Simple clustering with AWS and (free) RightScale
Here at StyleFeeder, we do a lot of things for the sake of performance. We recently decided to take a set of processes that we had running on a few large EC2 instances over at Amazon Web Services, and consolidate them into a couple of clusters.
First, you may ask, why use AWS at all? We don’t use it for everything, but this particular set of processes handles image storage, resizing, and delivery, through a content delivery network. We have many millions of images. If we wanted to stick them on a big file system, we would run out of inodes, so that’s out. We could put them in a sharded mysql database, and we have a big sharded mysql infrastructure for a lot of our data anyway, but that’s not how we started out, and it’s not exactly using the database for database-y things. To do this ourselves, we would have had to install a distributed file system of some kind, which seemed like a lot of work, so we decided to use AWS’s S3 for storage. Once your images are in S3, there are certain things it makes sense to do in EC2, since an EC2 instance can network to an S3 bucket pretty fast. Vendor lock-in? You bet, but hey, it’s giving us a pretty good value. To get the images out of S3 and on their way to our users’ computers and other shopping-enabled gadgets, we have some EC2 instances that resize them, store the resized versions for future use, and serve them up. The resizer/cacher logs indicate that although on average we don’t serve a given image up to too many users, we’re serving it for the Nth time, where N>1, about 96% of the time. If the CDNs could just keep them all around, forever, our servers wouldn’t be working as hard as they do. Our actual origin hit rates at the CDNs are something like 50%. What’s up with that? They can’t handle sparse sets of content? I don’t remember a disclaimer about that. Can you hear me, CDN people? I’m talking to you!!
But I digress. Back to AWS. AWS is a good value, of course, only as long as we’re efficiently using EC2 resources. That’s where the clusters come in. We’ll talk about this in terms of what you do in RightScale, rather than AWS alone. RightScale used to offer a lot of features that AWS just plain didn’t have. AWS has been filling those gaps, but we’re not planning to ditch RightScale any time soon, because they still make AWS resource management a lot easier than the raw services in the Amazon interface. If you’re a hard-core command-liner, this blog post and this manual tell you everything you need to know. We’ve gotten into the habit of doing these kinds of things with the free features of RightScale, until we get to the point where scripts save us real time or money. Here’s what we did:
- Built up a medium-sized resizer/cacher, to do any and all of the miscellaneous things our various big boxes were doing.
- ‘Bundled’ it into an ami image.
- Created a ‘Server Template’ based on that image. Huh? Why do I need a ‘Server Template’? What’s wrong with the image? You can’t use raw images as the basis for servers in a ‘Deployment’ (see below). You need to have a server template. Does it have to be that way? I can’t see why, but hey, this is a free service (RightScale, that is), so who’s complaining?

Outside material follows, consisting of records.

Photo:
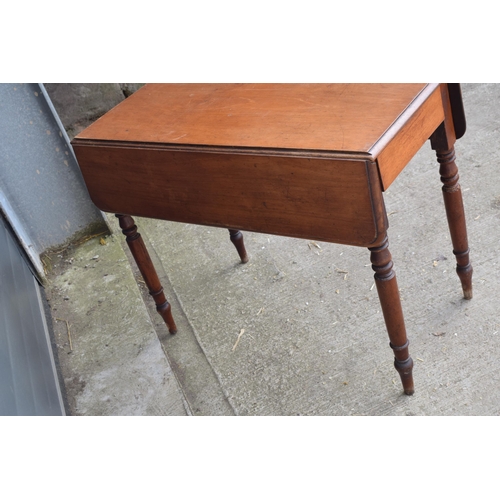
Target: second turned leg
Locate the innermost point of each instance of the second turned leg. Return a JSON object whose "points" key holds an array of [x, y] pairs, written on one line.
{"points": [[454, 206], [146, 267], [388, 292], [237, 239]]}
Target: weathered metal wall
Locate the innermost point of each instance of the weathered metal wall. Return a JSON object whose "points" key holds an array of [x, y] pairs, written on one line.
{"points": [[28, 379], [42, 193]]}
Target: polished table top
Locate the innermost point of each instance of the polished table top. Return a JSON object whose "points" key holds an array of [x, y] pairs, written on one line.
{"points": [[308, 161], [301, 160]]}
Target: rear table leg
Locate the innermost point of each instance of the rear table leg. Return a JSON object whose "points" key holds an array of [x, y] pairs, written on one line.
{"points": [[146, 267], [454, 206], [237, 239]]}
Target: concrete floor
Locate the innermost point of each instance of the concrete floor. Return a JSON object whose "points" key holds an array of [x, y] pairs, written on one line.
{"points": [[314, 340]]}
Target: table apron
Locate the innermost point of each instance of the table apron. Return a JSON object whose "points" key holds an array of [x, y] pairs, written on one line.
{"points": [[334, 200]]}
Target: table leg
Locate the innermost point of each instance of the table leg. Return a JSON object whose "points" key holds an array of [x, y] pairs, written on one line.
{"points": [[387, 287], [454, 206], [237, 239], [146, 267]]}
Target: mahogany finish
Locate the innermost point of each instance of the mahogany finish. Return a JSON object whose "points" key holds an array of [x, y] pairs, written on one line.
{"points": [[146, 267], [237, 238], [388, 292], [308, 161]]}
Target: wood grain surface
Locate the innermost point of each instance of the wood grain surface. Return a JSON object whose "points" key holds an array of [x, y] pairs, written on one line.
{"points": [[325, 117]]}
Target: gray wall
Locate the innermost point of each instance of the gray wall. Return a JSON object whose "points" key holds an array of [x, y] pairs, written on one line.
{"points": [[42, 193]]}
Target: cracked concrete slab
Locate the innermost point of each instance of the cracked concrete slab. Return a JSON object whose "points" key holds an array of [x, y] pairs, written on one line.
{"points": [[314, 340]]}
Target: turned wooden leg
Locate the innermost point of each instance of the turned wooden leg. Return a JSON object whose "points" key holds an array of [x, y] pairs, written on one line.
{"points": [[453, 203], [146, 267], [387, 287], [237, 239]]}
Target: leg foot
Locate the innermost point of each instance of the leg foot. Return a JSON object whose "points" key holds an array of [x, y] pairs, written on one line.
{"points": [[453, 203], [388, 292], [237, 239], [145, 265]]}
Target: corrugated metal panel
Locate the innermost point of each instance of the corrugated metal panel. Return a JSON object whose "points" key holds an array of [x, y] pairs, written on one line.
{"points": [[42, 192], [28, 378]]}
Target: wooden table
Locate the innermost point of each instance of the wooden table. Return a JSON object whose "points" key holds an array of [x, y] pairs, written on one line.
{"points": [[307, 161]]}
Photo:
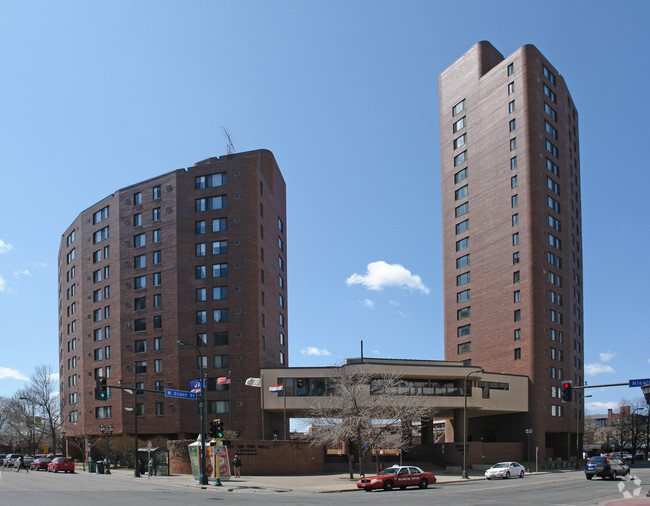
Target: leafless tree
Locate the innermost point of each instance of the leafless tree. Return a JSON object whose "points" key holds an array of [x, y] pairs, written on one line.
{"points": [[365, 410]]}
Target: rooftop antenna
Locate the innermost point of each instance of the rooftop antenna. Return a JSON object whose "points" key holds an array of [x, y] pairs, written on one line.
{"points": [[230, 148]]}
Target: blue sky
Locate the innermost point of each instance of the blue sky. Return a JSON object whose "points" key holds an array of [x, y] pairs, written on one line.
{"points": [[96, 96]]}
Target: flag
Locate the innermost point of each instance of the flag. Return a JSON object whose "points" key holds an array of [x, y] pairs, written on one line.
{"points": [[254, 382]]}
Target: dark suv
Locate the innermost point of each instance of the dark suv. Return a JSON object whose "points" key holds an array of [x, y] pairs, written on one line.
{"points": [[606, 467]]}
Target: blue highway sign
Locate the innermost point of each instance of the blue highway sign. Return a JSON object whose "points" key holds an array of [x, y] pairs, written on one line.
{"points": [[179, 394]]}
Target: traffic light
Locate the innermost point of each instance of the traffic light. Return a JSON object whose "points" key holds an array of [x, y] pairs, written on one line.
{"points": [[101, 389]]}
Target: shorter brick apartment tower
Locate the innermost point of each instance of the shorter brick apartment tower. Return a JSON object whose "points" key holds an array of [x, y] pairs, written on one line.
{"points": [[197, 255], [512, 236]]}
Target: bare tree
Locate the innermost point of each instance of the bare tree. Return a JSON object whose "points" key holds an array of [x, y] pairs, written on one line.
{"points": [[366, 411]]}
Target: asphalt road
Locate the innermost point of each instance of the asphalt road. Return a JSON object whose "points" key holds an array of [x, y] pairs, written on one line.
{"points": [[565, 488]]}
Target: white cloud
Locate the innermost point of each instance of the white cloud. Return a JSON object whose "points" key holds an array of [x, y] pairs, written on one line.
{"points": [[607, 356], [5, 247], [593, 369], [312, 350], [6, 373], [600, 407], [381, 274]]}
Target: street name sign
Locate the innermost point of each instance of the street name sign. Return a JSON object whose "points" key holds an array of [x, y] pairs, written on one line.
{"points": [[179, 394]]}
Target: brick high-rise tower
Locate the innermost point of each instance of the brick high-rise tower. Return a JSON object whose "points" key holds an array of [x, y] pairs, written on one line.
{"points": [[197, 255], [512, 235]]}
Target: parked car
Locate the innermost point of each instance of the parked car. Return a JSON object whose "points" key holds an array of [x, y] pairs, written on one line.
{"points": [[39, 464], [505, 470], [606, 467], [397, 476], [61, 464]]}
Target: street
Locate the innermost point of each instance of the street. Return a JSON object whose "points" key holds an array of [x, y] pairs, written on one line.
{"points": [[560, 488]]}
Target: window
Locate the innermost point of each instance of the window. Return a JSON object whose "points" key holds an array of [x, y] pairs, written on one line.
{"points": [[219, 270], [220, 315], [462, 261], [210, 203], [221, 361], [464, 348], [463, 296], [464, 330], [220, 338], [219, 293], [514, 201], [462, 279], [459, 124], [458, 108], [219, 224], [139, 262], [210, 181], [463, 313], [219, 247], [460, 158], [460, 175], [461, 227]]}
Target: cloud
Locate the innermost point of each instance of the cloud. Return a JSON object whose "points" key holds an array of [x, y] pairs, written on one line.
{"points": [[381, 274], [312, 350], [6, 373], [593, 369], [5, 247], [600, 407], [607, 356]]}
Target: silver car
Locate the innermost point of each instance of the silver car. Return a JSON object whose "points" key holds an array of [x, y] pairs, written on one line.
{"points": [[505, 470]]}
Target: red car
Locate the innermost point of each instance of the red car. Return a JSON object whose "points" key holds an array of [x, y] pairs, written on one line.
{"points": [[61, 464], [397, 476], [39, 464]]}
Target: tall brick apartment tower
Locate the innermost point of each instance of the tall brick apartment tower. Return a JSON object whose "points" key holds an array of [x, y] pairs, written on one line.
{"points": [[197, 255], [512, 235]]}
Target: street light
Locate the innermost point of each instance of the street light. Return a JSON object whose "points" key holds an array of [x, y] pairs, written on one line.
{"points": [[102, 428], [464, 475], [33, 424], [203, 479]]}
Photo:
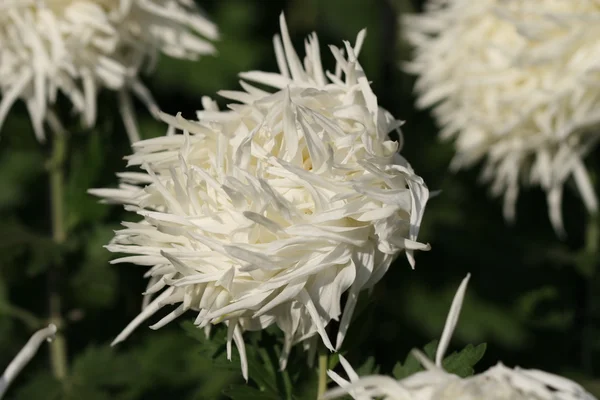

- Wrote some ‘Right Scripts’ so our server can start up and add itself into the mix in a fully functional state (starting apache and whatnot).
- Created a ‘Deployment’ and added the server template to it.
- Created more server templates, based on the same image, and added them to the deployment.
- Created a ‘Load Balancer’, and registered the servers in the deployment with it ‘on boot’, and, for the ones that were already running, ‘now’.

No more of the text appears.